Ok, ok, calme-toi. Tout va bien se passer. S'il voulait me dénoncer à la police, il l'aurait déjà fait depuis le déjeuner avec Suzanne...
Lucien jeta un œil dans ses rétroviseurs où ruisselait la pluie. Réussir à contrôler son angoisse devenait de plus en plus difficile. Le tableau de bord indiquait treize heures cinquante-cinq. Il coupa le moteur. Le ronron réconfortant de la voiture cessa immédiatement, plongeant Lucien dans un silence qui le rongeait de l'intérieur.
Rien n'y faisait, il était terrorisé. Il aurait préféré manger tranquillement dans sa voiture plutôt que d'affronter l'époux de celle qui lui avait brisé le cœur autour d'un déjeuner.
« Allez, j'y vais. Un peu de courage ! » déclara-t-il soudain en tapant sur le volant d'un bruit étouffé.
Sa portière claqua bientôt. Il ferma sa voiture. Là, sur le trottoir, collé à sa voiture, il aurait pu passer pour quelqu'un qui attendait quelque chose. Un ami peut-être ? Si seulement...
« Il doit sûrement être déjà installé, il est du genre à être à l'avance. » pensa-t-il en se frottant le front. « Bon. Je n'ai pas le choix de toute manière. »
Fuir, il y avait pensé. Mais à quoi bon ? Le mari de Suzanne le dénoncerait à la police et Pascal se ferait un plaisir de respecter sa menace. Il était fait comme un rat.

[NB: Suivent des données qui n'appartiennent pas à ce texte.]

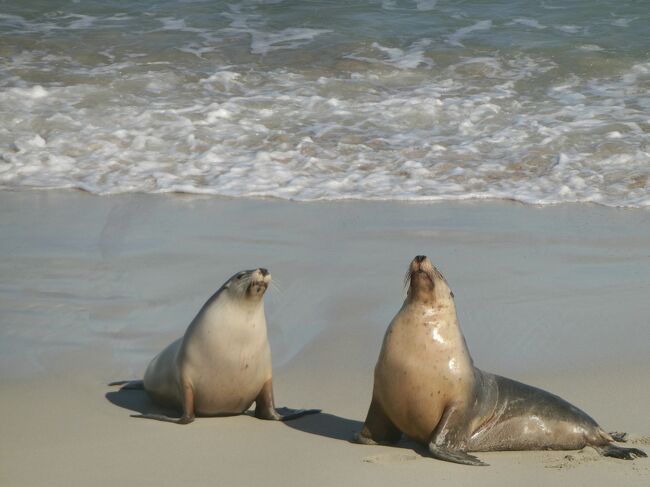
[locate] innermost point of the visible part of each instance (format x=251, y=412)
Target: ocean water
x=541, y=102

En face de Lucien, encastré entre une librairie et un opticien, le restaurant se dressait fièrement en arborant sur son insigne trois fausses bouteilles de vins. Le pauvre jeune homme s'approcha lentement, comme pour retarder sa venue fracassante. Son œil méfiant fixait la devanture derrière laquelle des clients mangeaient sans faire attention à lui.
La porte d'entrée une fois poussée, il fut assailli par un brouhaha terrible. Il entendit à peine la clochette au-dessus de sa tête qui annonçait son entrée. L'odeur brûlante de grillade lui donna des nausées.
Les tables étaient si nombreuses qu'elles se touchaient presque. Voilà que vous manquiez de pain, pas de panique ! Piquer dans la corbeille de la table voisine était diablement plus rapide qu'appeler le serveur ! L'anarchie la plus totale agitait les clients les uns contre les autres. Lucien n'aurait pas été surpris si une bagarre avait éclaté sous son nez.
Il avança, peu sûr de lui, entre les tables en ne sachant pas où trouver le féroce mari de Suzanne. Soudain, un serveur lui sauta dessus, armé de sa phrase toute faite :
« Bonjour, avez-vous réservé ? »
« Euh... » hésita Lucien en clignant idiotement des paupières.
« Quel est votre nom ? Je vais vérifier. » insista-t-il en sortant une tablette de son tablier.
« En fait, je crois que... » répondit le jeune homme avant d'être coupé par une voix qui couvrit le bruit de la salle :
« Lucien ! Quelle ponctualité ! »
N'osant pas se retourner, ce dernier se figea comme si une fois immobile, il serait invisible. Peine perdue.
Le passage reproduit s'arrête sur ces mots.